Acting on Lincoln’s request, Thompson crafted a petition denying the allegations leveled against King and secured the signatures of prominent Whigs and Democrats in Tazewell County. He enclosed the signed petition in a letter written on May 3. Between April 30 and May 7, Mark, Samuel R. Baker, Edward Jones, and John W. Casey wrote Lincoln attesting to King’s moral character and his fitness for public office. Lincoln penned another letter to Ewing on May 10, again recommending King for the job of register. Lincoln enclosed these letters, Thompson’s letter, and the signed petition in his letter to Ewing, urging Ewing to pay particular attention to Mark’s missive. In late May, King received the appointment as register and held the job until 1853.

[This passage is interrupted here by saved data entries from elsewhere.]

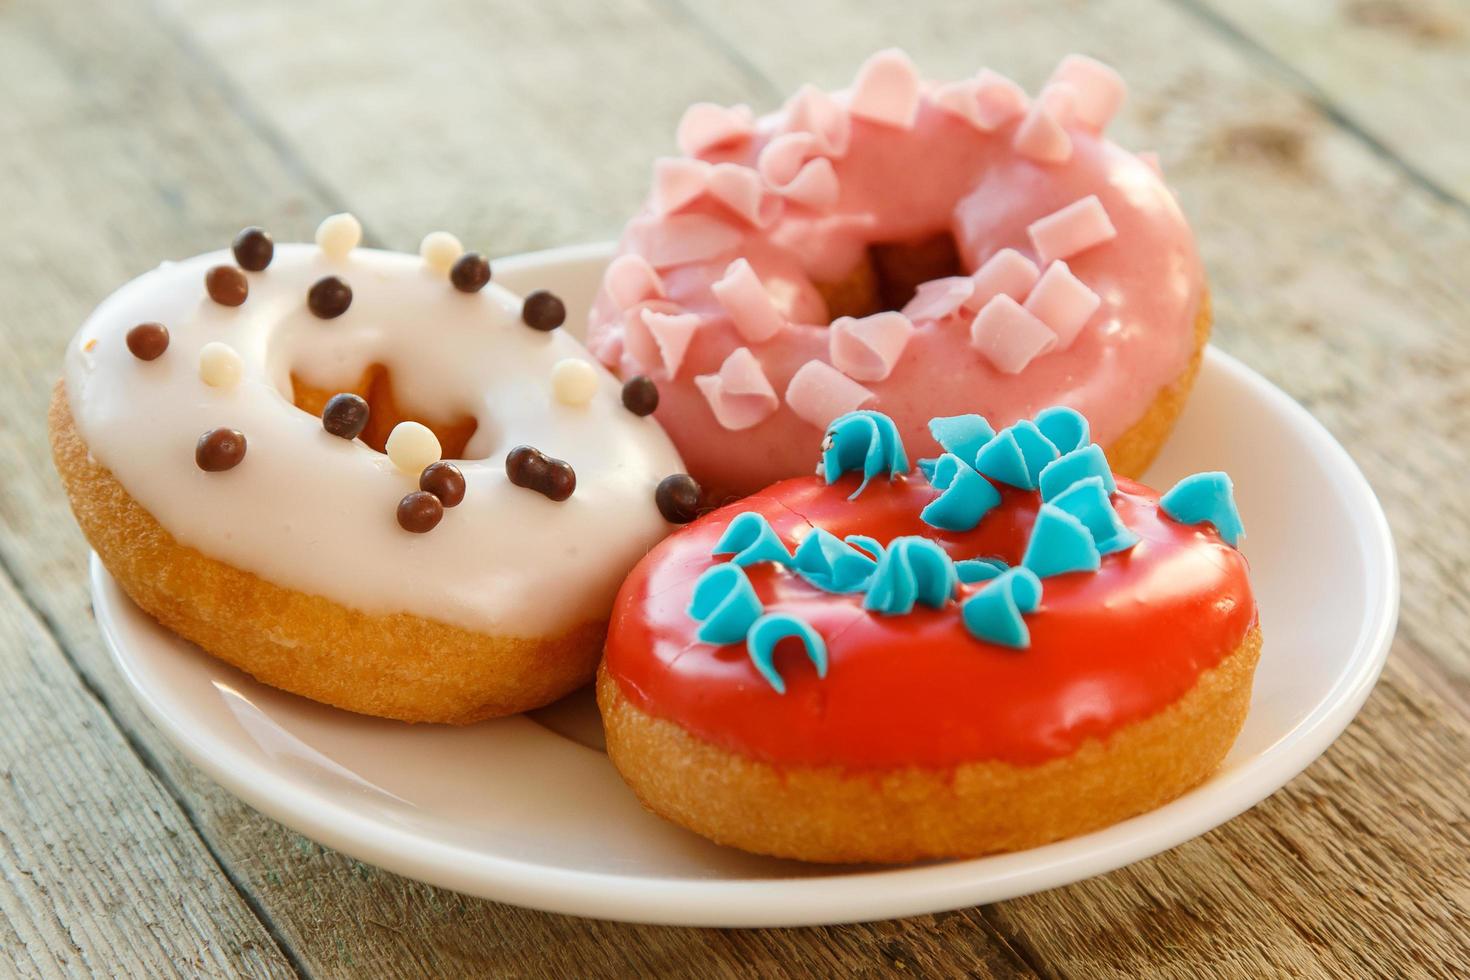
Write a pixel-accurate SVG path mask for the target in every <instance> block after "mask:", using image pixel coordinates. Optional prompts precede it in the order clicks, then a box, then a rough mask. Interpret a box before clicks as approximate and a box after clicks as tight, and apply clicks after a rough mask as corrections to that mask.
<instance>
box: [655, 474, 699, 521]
mask: <svg viewBox="0 0 1470 980" xmlns="http://www.w3.org/2000/svg"><path fill="white" fill-rule="evenodd" d="M653 501H654V502H656V504H659V513H660V514H663V519H664V520H667V522H669V523H670V525H686V523H689V522H691V520H694V519H695V517H698V516H700V485H698V483H695V482H694V478H692V476H689V475H688V473H675V475H673V476H664V478H663V479H661V480H659V489H656V491H654V492H653Z"/></svg>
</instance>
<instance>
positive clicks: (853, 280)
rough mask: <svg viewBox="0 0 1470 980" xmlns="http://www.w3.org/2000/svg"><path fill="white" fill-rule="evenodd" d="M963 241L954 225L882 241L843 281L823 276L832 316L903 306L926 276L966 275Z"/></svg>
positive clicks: (847, 315) (831, 314) (846, 315)
mask: <svg viewBox="0 0 1470 980" xmlns="http://www.w3.org/2000/svg"><path fill="white" fill-rule="evenodd" d="M963 275H966V269H964V266H963V263H961V262H960V247H958V244H957V242H956V241H954V235H953V234H951V232H948V231H938V232H933V234H932V235H923V237H920V238H911V239H907V241H876V242H872V244H869V245H867V253H866V254H864V256H863V259H861V262H858V263H857V266H856V267H854V269H853V270H851V272H850V273H848V275H847V276H844V278H842V279H839V281H838V282H826V284H823V282H819V284H817V291H819V292H820V294H822V298H823V300H826V304H828V317H829V319H832V320H835V319H838V317H839V316H857V317H861V316H872V314H873V313H883V311H888V310H903V309H904V307H906V306H907V304H908V300H911V298H914V292H917V291H919V287H922V285H923V284H925V282H929V281H932V279H944V278H945V276H963Z"/></svg>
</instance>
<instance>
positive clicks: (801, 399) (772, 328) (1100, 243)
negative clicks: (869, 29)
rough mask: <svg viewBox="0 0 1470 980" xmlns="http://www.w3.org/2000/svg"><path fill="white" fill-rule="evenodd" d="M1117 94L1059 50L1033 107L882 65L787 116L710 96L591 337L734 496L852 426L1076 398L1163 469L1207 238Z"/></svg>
mask: <svg viewBox="0 0 1470 980" xmlns="http://www.w3.org/2000/svg"><path fill="white" fill-rule="evenodd" d="M1123 94H1125V91H1123V82H1122V79H1120V78H1119V76H1117V75H1116V73H1114V72H1113V71H1111V69H1110V68H1107V66H1104V65H1101V63H1098V62H1094V60H1091V59H1088V57H1080V56H1070V57H1067V59H1064V60H1063V62H1061V63H1060V66H1058V68H1057V69H1055V72H1054V73H1053V75H1051V78H1050V79H1048V81H1047V84H1045V85H1044V87H1042V90H1041V93H1039V94H1038V96H1036V98H1033V100H1032V98H1028V97H1026V94H1025V93H1023V91H1022V90H1020V88H1019V87H1017V85H1016V84H1014V82H1011V81H1008V79H1005V78H1003V76H1001V75H998V73H995V72H991V71H982V72H979V73H978V75H975V76H972V78H966V79H961V81H957V82H947V84H933V82H926V81H920V78H919V73H917V71H916V69H914V66H913V63H911V62H910V60H908V59H907V56H904V53H903V51H897V50H888V51H881V53H878V54H875V56H873V57H872V59H869V60H867V62H866V63H864V65H863V66H861V69H860V71H858V73H857V76H856V79H854V81H853V85H851V87H850V88H847V90H845V91H838V93H826V91H822V90H819V88H816V87H811V85H806V87H803V88H801V90H800V91H797V93H795V94H794V96H792V97H791V98H789V100H788V101H786V103H785V104H784V106H782V107H781V110H779V112H775V113H772V115H767V116H763V118H760V119H756V118H754V116H753V113H751V110H750V109H748V107H745V106H735V107H722V106H714V104H709V103H700V104H695V106H692V107H689V109H688V112H686V113H685V116H684V119H682V122H681V123H679V131H678V144H679V150H681V156H673V157H663V159H659V160H657V162H656V165H654V179H653V188H651V192H650V195H648V198H647V203H645V204H644V206H642V209H641V210H639V213H638V215H637V216H635V217H634V219H632V220H631V222H629V223H628V226H626V229H625V232H623V235H622V238H620V241H619V245H617V256H616V259H614V260H613V263H612V264H610V266H609V269H607V272H606V275H604V279H603V284H601V288H600V292H598V297H597V301H595V306H594V309H592V313H591V319H589V326H588V329H589V334H588V347H589V348H591V350H592V351H594V353H595V354H597V356H598V357H601V359H603V361H604V363H606V364H609V366H610V367H613V369H614V370H616V372H619V373H622V375H623V376H632V375H644V376H648V378H651V379H653V381H654V382H656V383H657V386H659V391H660V407H659V413H657V416H659V420H660V422H661V423H663V426H664V428H666V429H667V430H669V433H670V436H672V438H673V442H675V445H676V447H678V448H679V451H681V454H682V455H684V460H685V463H686V464H688V467H689V473H691V475H692V476H694V478H695V479H698V480H700V482H701V483H703V485H704V486H706V489H707V491H709V492H710V494H711V495H713V497H714V498H716V501H719V500H722V498H728V497H729V495H742V494H750V492H754V491H756V489H760V488H761V486H766V485H769V483H772V482H775V480H779V479H785V478H789V476H800V475H803V473H806V466H807V455H806V447H807V445H810V444H811V439H813V438H816V436H817V435H819V433H820V432H822V430H823V429H825V426H826V425H828V423H829V422H832V419H835V417H836V416H839V414H842V413H845V411H850V410H857V408H873V410H879V411H883V413H885V414H888V416H889V417H892V420H894V422H895V423H897V425H898V429H900V433H901V435H903V438H904V439H906V441H907V444H908V445H910V447H913V448H914V450H922V451H931V453H932V451H935V447H933V444H932V439H931V438H929V433H928V432H926V430H925V423H926V422H928V420H929V419H931V417H935V416H953V414H963V413H969V411H978V413H980V414H983V416H986V417H988V419H991V420H992V422H995V423H997V425H1001V423H1007V425H1008V423H1010V422H1014V420H1017V419H1025V417H1030V416H1032V414H1035V413H1036V411H1038V410H1041V408H1044V407H1047V406H1053V404H1064V406H1070V407H1073V408H1076V410H1079V411H1082V413H1083V414H1085V416H1086V417H1088V419H1089V420H1091V422H1092V426H1094V432H1095V435H1097V438H1098V441H1100V442H1101V444H1103V445H1104V447H1105V451H1107V455H1108V458H1110V460H1111V463H1113V469H1114V470H1117V472H1120V473H1123V475H1127V476H1138V475H1141V473H1142V472H1144V469H1147V466H1148V463H1150V461H1151V460H1152V457H1154V454H1155V453H1157V450H1158V447H1160V445H1161V442H1163V441H1164V438H1166V436H1167V433H1169V430H1170V428H1172V426H1173V422H1175V419H1176V417H1177V414H1179V411H1180V410H1182V407H1183V403H1185V397H1186V394H1188V391H1189V386H1191V383H1192V381H1194V376H1195V370H1197V367H1198V363H1200V357H1201V351H1202V348H1204V344H1205V341H1207V338H1208V332H1210V309H1208V298H1207V292H1205V285H1204V273H1202V269H1201V263H1200V257H1198V254H1197V250H1195V242H1194V237H1192V232H1191V231H1189V226H1188V223H1186V222H1185V216H1183V213H1182V212H1180V209H1179V204H1177V201H1176V200H1175V197H1173V194H1172V192H1170V191H1169V188H1167V187H1166V185H1164V181H1163V178H1161V175H1160V170H1158V163H1157V159H1155V157H1154V156H1152V154H1133V153H1129V151H1127V150H1123V148H1120V147H1119V145H1117V144H1114V143H1111V141H1108V140H1105V138H1104V137H1103V131H1104V128H1105V126H1107V123H1108V120H1110V119H1111V118H1113V115H1114V113H1116V112H1117V109H1119V106H1120V104H1122V101H1123Z"/></svg>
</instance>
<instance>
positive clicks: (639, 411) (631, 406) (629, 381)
mask: <svg viewBox="0 0 1470 980" xmlns="http://www.w3.org/2000/svg"><path fill="white" fill-rule="evenodd" d="M623 408H628V411H631V413H634V414H635V416H651V414H653V413H654V410H657V408H659V385H656V383H653V379H651V378H647V376H644V375H634V376H632V378H629V379H628V381H625V382H623Z"/></svg>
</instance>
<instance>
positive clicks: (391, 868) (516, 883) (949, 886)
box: [88, 242, 1399, 927]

William B. Doolittle to Abraham Lincoln; Robert W. Briggs to Abraham Lincoln; Richard T. Gill to Abraham Lincoln; Samuel R. Baker to Abraham Lincoln; Edward Jones to Abraham Lincoln; John W. Casey to Abraham Lincoln; David Mark to Abraham Lincoln; Niles’ National Register (Philadelphia, PA), 23 May 1849, 1:2; Register of all Officers and Agents, Civil, Military, and Naval, in the Service of the United States, on the Thirtieth September, 1849 (Washington, DC: Gideon, 1849), 135; Register of all Officers and Agents, Civil, Military, and Naval, in the Service of the United States, on the Thirtieth September, 1851 (Washington, DC: Gideon, 1851), 140; Register of Officers and Agents, Civil, Military, and Naval, in the Service of the United States, on the Thirtieth September, 1853 (Washington, DC: Robert Armstrong, 1853), 138.

Autograph Letter Signed, 2 page(s), Box 252, RG 48, Entry 15: Records of the Office of the Secretary of the Interior, 1833-1964, Divisional Records, 1843-1943, Records of the Appointments Division, 1817-1922, Field Office Appointment Papers, NACP.